First, make the damn GC work consistently.
Parallel marking seems easier than parallel copying. The GC is already designed after https://dl.acm.org/doi/pdf/10.1145/512529.512546 and has the same mark queue design. We presumably “just” need to make marking atomic, give threads their own input and output packets, and lock around processing weak reference stuff.
Concurrent marking seems easier than concurrent copying. As in the prior paper, I assume. Need a write barrier, and to trace pointers stored in new objects.
Do it incrementally to reduce space overhead. What should we target for copying? Presumably pages with high fragmentation which is measured by … Check how much space the mutator skips over while allocating (indicating fragmentation)? LXR just picks the lowest occupancy pages.
With concurrent marking, we could work out a remset of cards/pages/etc that point into the pages to copy, to avoid fixing up the whole heap. Then we could work out how much we can copy at once, based on throughput measurements, to target a particular pause time, yielding something closer to a soft-real time collector. Something like https://dl.acm.org/doi/pdf/10.1145/773039.512442 perhaps.

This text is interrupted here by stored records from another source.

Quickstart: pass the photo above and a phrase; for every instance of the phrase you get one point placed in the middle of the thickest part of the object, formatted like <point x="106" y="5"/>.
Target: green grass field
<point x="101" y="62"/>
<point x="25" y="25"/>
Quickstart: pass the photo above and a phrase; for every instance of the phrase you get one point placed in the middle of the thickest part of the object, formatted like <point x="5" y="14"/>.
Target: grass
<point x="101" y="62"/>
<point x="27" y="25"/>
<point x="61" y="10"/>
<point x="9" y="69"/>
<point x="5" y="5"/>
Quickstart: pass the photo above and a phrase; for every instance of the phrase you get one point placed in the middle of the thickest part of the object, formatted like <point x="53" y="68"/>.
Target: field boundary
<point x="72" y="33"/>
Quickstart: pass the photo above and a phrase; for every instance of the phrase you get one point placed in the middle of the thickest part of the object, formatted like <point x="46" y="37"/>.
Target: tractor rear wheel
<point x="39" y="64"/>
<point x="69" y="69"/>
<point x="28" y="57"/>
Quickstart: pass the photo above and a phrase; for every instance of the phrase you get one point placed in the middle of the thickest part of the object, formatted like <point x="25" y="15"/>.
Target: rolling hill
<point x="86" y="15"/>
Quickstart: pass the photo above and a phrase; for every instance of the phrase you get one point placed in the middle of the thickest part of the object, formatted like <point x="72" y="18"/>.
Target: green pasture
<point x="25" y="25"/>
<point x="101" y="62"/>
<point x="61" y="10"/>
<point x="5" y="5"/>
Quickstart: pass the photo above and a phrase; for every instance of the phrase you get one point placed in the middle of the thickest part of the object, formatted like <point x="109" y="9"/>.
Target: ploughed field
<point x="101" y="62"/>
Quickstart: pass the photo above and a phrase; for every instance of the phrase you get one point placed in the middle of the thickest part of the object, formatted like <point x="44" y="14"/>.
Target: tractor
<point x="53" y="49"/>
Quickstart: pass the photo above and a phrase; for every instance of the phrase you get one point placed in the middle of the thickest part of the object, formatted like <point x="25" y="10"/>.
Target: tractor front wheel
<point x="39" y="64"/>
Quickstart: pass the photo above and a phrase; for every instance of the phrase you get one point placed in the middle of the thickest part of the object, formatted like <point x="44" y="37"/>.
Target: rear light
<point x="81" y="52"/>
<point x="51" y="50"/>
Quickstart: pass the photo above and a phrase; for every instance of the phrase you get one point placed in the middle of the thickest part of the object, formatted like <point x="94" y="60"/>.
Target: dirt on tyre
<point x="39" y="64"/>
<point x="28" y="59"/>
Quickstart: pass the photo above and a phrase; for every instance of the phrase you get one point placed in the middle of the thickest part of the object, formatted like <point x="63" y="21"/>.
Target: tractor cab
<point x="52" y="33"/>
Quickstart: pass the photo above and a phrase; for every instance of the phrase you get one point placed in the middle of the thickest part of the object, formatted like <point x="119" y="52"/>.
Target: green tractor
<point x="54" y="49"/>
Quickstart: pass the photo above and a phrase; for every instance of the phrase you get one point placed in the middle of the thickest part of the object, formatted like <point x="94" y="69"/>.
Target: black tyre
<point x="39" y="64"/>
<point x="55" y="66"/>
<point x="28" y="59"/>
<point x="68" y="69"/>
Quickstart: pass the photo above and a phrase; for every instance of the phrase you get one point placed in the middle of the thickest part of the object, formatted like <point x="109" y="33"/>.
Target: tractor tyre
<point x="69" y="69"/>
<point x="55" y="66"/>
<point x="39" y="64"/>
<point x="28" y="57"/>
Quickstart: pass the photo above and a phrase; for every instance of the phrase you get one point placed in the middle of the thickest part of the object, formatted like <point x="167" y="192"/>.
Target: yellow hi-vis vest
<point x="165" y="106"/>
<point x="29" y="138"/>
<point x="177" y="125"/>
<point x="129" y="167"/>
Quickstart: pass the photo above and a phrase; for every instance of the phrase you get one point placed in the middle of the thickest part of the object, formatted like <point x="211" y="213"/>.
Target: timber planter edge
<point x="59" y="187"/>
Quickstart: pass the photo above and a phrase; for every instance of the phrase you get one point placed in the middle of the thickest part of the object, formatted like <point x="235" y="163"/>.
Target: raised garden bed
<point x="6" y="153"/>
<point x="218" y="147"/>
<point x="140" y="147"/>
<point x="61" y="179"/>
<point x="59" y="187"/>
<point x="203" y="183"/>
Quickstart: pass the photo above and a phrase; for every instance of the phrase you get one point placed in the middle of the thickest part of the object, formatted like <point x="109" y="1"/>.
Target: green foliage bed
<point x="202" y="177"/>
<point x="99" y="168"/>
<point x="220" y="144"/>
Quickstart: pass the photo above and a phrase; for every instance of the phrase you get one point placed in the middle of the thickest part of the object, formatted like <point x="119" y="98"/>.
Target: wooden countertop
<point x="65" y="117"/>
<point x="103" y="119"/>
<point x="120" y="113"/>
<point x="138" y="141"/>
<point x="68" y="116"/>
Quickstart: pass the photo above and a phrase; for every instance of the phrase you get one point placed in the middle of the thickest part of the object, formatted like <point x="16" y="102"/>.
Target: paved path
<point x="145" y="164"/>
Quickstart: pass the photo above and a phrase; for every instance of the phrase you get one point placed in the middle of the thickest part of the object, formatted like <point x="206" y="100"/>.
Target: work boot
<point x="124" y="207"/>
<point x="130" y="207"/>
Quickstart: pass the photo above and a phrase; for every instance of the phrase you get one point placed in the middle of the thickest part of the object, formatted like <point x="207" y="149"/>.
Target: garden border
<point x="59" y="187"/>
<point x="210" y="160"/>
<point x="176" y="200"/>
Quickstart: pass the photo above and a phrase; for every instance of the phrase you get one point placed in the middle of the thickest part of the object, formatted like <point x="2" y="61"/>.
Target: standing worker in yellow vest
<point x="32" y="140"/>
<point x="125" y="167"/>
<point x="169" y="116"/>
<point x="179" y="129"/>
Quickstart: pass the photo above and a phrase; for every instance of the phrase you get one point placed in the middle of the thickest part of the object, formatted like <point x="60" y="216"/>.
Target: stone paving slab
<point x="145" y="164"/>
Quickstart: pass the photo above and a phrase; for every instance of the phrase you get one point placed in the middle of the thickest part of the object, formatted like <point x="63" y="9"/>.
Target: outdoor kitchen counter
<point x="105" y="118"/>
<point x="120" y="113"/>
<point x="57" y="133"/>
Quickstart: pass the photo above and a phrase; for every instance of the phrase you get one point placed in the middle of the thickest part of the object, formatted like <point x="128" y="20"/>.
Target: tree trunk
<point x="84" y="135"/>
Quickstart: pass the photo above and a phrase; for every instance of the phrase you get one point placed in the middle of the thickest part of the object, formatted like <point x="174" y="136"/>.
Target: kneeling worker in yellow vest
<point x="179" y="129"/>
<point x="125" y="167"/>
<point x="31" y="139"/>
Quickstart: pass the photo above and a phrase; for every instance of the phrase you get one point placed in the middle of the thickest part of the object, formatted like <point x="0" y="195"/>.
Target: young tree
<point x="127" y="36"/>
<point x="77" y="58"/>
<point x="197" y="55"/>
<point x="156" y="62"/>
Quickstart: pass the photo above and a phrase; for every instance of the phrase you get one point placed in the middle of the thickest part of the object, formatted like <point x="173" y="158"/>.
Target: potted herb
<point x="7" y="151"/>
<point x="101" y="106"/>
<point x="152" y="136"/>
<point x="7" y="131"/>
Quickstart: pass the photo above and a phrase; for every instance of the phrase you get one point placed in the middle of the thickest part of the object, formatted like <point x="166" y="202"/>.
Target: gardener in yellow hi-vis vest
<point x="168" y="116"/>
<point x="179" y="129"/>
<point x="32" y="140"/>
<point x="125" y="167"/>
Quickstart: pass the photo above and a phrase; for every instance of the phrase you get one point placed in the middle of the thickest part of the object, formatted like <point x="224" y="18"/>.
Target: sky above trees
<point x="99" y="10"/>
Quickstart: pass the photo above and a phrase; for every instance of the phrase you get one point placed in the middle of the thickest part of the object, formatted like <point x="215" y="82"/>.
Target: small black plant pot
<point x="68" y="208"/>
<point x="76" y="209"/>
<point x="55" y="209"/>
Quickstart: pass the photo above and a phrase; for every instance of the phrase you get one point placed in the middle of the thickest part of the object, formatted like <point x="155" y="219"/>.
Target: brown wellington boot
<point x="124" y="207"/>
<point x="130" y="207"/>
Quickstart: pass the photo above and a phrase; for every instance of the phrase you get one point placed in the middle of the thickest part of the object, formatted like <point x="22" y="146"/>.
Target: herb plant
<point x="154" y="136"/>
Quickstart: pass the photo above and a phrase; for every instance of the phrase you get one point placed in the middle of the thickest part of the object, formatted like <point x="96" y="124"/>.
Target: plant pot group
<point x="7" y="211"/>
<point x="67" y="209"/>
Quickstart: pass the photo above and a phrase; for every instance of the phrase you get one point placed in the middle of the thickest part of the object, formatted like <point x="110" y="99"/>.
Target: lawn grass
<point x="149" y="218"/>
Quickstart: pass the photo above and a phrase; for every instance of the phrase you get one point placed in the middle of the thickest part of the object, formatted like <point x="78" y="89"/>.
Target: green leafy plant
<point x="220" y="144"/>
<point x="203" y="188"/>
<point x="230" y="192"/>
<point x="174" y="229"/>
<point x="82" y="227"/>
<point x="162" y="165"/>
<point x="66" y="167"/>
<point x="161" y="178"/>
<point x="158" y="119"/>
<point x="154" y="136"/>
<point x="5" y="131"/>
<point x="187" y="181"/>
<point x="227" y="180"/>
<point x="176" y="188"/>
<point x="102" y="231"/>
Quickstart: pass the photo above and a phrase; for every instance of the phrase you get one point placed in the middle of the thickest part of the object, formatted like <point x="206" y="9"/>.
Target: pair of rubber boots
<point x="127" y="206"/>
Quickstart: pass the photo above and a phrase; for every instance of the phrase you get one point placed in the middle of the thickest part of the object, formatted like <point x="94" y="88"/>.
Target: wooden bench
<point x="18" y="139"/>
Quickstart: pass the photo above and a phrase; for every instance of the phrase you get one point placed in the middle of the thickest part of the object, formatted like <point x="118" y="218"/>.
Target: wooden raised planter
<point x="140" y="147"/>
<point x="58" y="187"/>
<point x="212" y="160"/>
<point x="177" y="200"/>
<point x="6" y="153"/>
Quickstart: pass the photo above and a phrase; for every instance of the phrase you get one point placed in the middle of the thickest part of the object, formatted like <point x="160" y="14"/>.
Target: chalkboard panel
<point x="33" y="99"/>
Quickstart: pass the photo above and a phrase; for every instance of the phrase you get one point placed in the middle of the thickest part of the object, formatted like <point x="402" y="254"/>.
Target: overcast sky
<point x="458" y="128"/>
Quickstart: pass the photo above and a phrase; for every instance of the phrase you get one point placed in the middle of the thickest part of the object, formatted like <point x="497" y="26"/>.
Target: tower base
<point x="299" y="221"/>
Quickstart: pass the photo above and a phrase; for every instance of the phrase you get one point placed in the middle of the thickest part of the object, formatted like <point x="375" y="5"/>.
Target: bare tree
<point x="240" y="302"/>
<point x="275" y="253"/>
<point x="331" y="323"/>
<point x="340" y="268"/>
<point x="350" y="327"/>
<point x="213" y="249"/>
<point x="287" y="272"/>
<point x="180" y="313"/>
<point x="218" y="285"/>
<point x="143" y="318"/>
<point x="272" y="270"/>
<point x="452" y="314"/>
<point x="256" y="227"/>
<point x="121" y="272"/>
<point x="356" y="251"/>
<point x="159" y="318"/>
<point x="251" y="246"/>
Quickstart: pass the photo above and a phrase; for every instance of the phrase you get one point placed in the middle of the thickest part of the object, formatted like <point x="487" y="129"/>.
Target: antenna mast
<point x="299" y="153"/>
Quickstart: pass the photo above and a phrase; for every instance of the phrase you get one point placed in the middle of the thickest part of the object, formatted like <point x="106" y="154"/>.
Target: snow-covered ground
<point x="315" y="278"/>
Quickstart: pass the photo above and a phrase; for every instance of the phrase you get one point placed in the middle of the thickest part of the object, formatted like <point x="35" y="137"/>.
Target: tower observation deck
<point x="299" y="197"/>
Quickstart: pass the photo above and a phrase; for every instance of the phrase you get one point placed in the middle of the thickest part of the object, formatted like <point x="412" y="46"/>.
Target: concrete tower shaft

There’s then the case of popular objects/pages - we could take RC for each page while tracing, and then avoid compacting pages that have way too many incoming references. But compacting is the backup way of reclaiming memory, so maybe it’s not so important.
In discussion with the authors of LXR, popular objects are less of an issue when compacting/copying is the backup approach, and not primary. So we should be okay.
update: I implemented the incremental compactor algorithm with STW tracing, and it works pretty well. Haven’t noticed the remset ballooning too much.